Retail sales of prescription drugs totaled $271 billion last year, accounting for 9.3 percent of all health spending. This proportion has not increased substantially in recent years, but it results from two divergent trends: an increase in the use of high cost specialty drugs and greater use of low cost generic medicines.
“Higher prices for specialty drugs were due in part to expensive new medicines – in particular, those used to treat multiple sclerosis and cancer – as well as more rapid price increases for existing specialty drugs,” Mr. Hartman said. “Although specialty drugs accounted for less than 1 percent of prescriptions dispensed, they represented almost 28 percent of total pharmacy related prescription drug spending in 2013.” At the same time, the report said, the share of prescriptions filled with generic drugs climbed to 80 percent in 2013, up from 73 percent in 2011.

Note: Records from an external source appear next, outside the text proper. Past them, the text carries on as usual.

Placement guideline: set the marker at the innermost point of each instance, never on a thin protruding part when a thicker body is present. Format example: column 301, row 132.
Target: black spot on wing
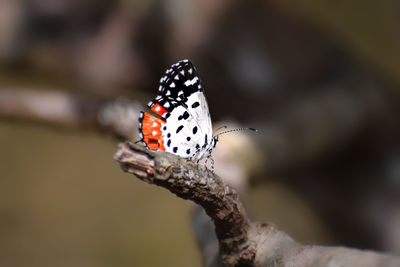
column 179, row 82
column 179, row 129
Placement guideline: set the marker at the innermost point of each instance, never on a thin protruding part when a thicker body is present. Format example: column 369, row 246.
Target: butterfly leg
column 212, row 163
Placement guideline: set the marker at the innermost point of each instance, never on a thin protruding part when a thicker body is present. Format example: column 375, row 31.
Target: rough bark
column 241, row 242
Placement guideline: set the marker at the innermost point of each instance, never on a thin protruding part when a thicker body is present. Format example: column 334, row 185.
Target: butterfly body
column 183, row 124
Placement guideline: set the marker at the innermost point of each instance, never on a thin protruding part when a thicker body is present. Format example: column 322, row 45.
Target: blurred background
column 320, row 81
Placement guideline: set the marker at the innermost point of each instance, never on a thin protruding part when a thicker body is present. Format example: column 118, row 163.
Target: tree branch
column 241, row 242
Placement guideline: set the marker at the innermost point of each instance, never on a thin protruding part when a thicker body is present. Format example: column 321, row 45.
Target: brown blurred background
column 319, row 79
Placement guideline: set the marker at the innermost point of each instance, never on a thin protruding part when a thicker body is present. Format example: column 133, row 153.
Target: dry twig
column 241, row 242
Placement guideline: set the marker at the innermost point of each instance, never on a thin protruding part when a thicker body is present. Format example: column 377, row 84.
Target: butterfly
column 181, row 123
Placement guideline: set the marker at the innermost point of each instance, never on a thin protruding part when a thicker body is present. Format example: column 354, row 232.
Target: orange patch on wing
column 152, row 133
column 157, row 108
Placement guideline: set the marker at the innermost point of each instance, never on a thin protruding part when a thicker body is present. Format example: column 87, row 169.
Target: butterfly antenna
column 237, row 130
column 219, row 128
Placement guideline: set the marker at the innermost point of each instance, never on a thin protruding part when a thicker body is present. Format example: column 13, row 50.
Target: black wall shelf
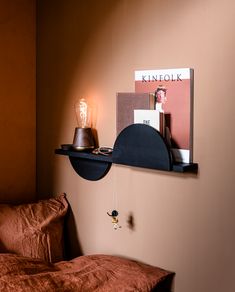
column 137, row 145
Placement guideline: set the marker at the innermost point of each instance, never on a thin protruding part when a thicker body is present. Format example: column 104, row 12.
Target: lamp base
column 83, row 139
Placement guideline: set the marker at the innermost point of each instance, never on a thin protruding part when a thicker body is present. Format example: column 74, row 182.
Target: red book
column 127, row 102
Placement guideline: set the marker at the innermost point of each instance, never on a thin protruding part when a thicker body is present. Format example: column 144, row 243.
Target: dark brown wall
column 17, row 100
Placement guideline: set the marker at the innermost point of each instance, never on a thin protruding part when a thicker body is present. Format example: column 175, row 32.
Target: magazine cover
column 126, row 103
column 173, row 90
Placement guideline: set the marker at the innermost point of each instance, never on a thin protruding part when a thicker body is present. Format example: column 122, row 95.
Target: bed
column 32, row 257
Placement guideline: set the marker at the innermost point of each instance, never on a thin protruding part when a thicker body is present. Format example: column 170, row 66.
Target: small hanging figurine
column 114, row 215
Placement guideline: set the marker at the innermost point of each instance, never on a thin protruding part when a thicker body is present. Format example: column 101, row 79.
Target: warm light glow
column 83, row 113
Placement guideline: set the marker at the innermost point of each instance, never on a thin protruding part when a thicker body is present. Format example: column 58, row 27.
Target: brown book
column 126, row 103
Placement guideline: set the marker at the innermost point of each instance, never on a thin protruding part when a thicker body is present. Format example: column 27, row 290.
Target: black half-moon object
column 142, row 146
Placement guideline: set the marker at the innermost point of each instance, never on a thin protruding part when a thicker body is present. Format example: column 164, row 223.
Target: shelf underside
column 79, row 156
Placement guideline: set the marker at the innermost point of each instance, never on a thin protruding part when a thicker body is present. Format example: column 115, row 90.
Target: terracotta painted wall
column 183, row 223
column 17, row 100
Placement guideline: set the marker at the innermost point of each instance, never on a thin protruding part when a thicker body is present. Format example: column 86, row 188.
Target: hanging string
column 114, row 214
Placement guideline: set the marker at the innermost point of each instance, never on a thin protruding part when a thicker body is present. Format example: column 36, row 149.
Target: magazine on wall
column 173, row 90
column 126, row 103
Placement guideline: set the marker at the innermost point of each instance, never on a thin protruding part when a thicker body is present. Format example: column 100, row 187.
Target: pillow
column 34, row 230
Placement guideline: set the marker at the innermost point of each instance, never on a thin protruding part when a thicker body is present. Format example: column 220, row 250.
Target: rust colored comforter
column 85, row 273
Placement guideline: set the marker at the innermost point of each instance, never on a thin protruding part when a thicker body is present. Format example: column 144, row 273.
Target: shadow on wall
column 64, row 31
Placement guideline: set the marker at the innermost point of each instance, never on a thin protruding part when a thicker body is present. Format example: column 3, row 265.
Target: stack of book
column 162, row 99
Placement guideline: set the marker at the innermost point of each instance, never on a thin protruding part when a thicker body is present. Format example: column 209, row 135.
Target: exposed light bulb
column 83, row 113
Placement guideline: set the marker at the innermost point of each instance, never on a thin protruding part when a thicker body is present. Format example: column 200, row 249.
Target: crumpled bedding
column 89, row 273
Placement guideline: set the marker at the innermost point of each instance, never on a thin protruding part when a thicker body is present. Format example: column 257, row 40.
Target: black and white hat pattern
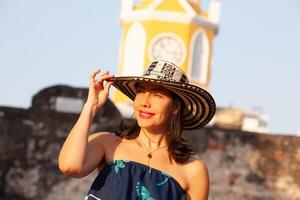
column 199, row 106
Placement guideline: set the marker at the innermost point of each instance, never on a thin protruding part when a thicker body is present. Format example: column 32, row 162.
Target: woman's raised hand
column 98, row 91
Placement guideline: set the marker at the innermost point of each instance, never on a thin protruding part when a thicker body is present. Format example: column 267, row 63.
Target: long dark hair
column 179, row 149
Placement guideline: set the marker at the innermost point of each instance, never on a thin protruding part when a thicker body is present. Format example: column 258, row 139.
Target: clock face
column 167, row 47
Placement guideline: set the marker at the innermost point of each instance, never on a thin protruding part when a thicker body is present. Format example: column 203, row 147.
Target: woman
column 149, row 160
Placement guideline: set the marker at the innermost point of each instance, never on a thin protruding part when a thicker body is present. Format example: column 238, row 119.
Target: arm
column 198, row 188
column 80, row 154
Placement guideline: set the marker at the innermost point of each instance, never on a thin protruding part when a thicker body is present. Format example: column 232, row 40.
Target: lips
column 145, row 114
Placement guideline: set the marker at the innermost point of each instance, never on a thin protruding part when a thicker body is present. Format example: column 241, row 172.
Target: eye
column 157, row 94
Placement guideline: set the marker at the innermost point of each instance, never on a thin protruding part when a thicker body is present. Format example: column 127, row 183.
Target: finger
column 104, row 77
column 93, row 74
column 107, row 87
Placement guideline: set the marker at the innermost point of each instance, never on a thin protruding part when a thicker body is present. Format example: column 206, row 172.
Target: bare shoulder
column 198, row 179
column 104, row 136
column 195, row 166
column 104, row 139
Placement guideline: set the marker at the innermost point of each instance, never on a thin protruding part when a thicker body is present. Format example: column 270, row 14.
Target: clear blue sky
column 256, row 53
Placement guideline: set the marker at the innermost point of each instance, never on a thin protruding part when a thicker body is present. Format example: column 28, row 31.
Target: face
column 153, row 106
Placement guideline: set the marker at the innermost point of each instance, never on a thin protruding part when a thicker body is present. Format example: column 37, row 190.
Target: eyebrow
column 155, row 89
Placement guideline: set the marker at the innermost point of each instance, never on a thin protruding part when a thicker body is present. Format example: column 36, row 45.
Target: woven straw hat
column 199, row 106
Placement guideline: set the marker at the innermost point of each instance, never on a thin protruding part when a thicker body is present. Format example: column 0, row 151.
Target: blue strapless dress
column 129, row 180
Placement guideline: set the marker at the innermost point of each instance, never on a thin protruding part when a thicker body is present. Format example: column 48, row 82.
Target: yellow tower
column 175, row 30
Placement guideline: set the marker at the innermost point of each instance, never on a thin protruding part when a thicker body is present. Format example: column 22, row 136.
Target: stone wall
column 242, row 165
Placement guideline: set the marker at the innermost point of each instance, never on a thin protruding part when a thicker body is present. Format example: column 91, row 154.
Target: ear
column 176, row 108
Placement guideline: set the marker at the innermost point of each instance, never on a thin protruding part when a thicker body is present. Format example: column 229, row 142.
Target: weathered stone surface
column 246, row 165
column 242, row 165
column 30, row 141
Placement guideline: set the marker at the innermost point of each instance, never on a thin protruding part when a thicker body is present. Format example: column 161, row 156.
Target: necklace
column 150, row 153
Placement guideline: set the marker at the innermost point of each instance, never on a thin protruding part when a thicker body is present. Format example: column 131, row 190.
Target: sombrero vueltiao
column 199, row 106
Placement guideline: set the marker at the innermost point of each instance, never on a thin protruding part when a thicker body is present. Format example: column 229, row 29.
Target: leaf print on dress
column 166, row 176
column 118, row 165
column 142, row 192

Under the Affordable Care Act, federal and state officials review insurance rates to identify “unreasonable increases in premiums,” and the government requires insurers to spend at least 80 percent of premium revenue on medical care and quality improvement activities. These provisions helped hold down health spending, the report said.
The government reported lower use of inpatient and outpatient hospital services in 2013, coinciding with requirements for patients to share more of the cost under some types of insurance.
For example, the report said, “the average patient cost sharing charge per day increased 19.5 percent in 2013, while the average cost sharing for an outpatient surgery episode increased by 10 percent.”
Over all, the report said, medical prices increased just 1.3 percent in 2013, slightly less than prices in the general economy. Prices for doctors’ services increased less than one tenth of 1 percent, the smallest change since 2002, and prices for home health care services declined. While Medicare spending for doctors’ services increased 2.5 percent last year, Medicaid payments to doctors increased 14.9 percent, mainly because of a temporary increase in payment rates for primary care doctors treating Medicaid beneficiaries.
Medicare, for older Americans and people with disabilities, and Medicaid, for low income people, accounted for more than one third of all health spending.